The new diagnosis, though, would have applied to his current age, 51, which would have reduced his award by $1.2 million because in the settlement, older players are paid less than younger players on the presumption that their disease is related to age, not football.
After Mr. Stewart submitted much additional paperwork, the administrator recognized the earlier diagnosis. But the award was reduced to $750,000 because the administrator calculated he had played only one season, not four.
In the deal, the more eligible seasons a player has, the higher the exposure and the higher the award. But the number of seasons is reduced if players spent time on the injured reserved list because they presumably were not exposed to head hits then.
Mr. Stewart does not dispute being injured for parts of his career. But in his day, coaches forced him to keep practicing — often with the aid of painkillers — so he was exposed to head hits even if he did not play on game day.
In many ways, the N.F.L. case is different from many settlements, experts said. Most settlements describe the kinds of documents to support claims, like a credit card number or a receipt. In the N.F.L. settlement, many retirees are applying for benefits for dementia, which can be complicated to diagnose because it is more subjective than, say, A.L.S.
Because awards can reach millions of dollars, the players’ lawyers — many of whom receive a percentage any settlement — have an incentive to make their clients look worse than they may be, a reason for the N.F.L. to be alert to fraud, experts said.

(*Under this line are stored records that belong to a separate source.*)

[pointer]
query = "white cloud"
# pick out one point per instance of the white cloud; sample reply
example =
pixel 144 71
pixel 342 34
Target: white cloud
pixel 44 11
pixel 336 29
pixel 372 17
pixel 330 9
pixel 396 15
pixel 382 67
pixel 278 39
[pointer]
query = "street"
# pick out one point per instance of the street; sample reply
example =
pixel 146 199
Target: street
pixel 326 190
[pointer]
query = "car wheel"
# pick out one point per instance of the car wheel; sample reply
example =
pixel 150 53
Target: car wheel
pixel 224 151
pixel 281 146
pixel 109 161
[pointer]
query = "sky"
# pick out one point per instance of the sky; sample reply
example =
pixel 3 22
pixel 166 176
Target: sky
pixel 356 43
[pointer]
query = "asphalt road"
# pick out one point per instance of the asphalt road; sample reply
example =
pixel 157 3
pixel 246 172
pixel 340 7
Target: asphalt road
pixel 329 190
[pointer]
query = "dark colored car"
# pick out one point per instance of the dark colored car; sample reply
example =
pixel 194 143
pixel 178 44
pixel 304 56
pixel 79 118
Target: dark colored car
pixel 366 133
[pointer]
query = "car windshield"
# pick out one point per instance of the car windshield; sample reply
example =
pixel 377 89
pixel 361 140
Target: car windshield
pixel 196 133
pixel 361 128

Indeed, when the deal was first announced in 2013, the N.F.L. agreed to pay $765 million. But players feared the money would run out before every claim was filed, so the league agreed to “uncap” payments. In return for unlimited liability, the N.F.L. insisted on stronger rules to block fraudulent claims.
But the slow pace of approved claims has raised questions about whether those rules were meant to do more than fight fraud.
Kenneth Feinberg, who has administered large class-action settlements, including those related to the BP oil spill and the attacks on Sept. 11, 2001, said that in the cases he had handled, defendants had a right to try to prevent fraud. But the delays that have come from questioning a large number of claims can erode trust in the settlement.
“It’s not just how many claims have been found eligible, but how quickly the money goes out the door,” said Mr. Feinberg, who is not involved in the N.F.L. case. “All the words in the world are no substitute for visible evidence of generosity, and checks flowing to families in need.”
An earlier version of this article misspelled the given name of the administrator of the N.F.L.’s settlement over head injuries. He is Orran Brown, not Orrin.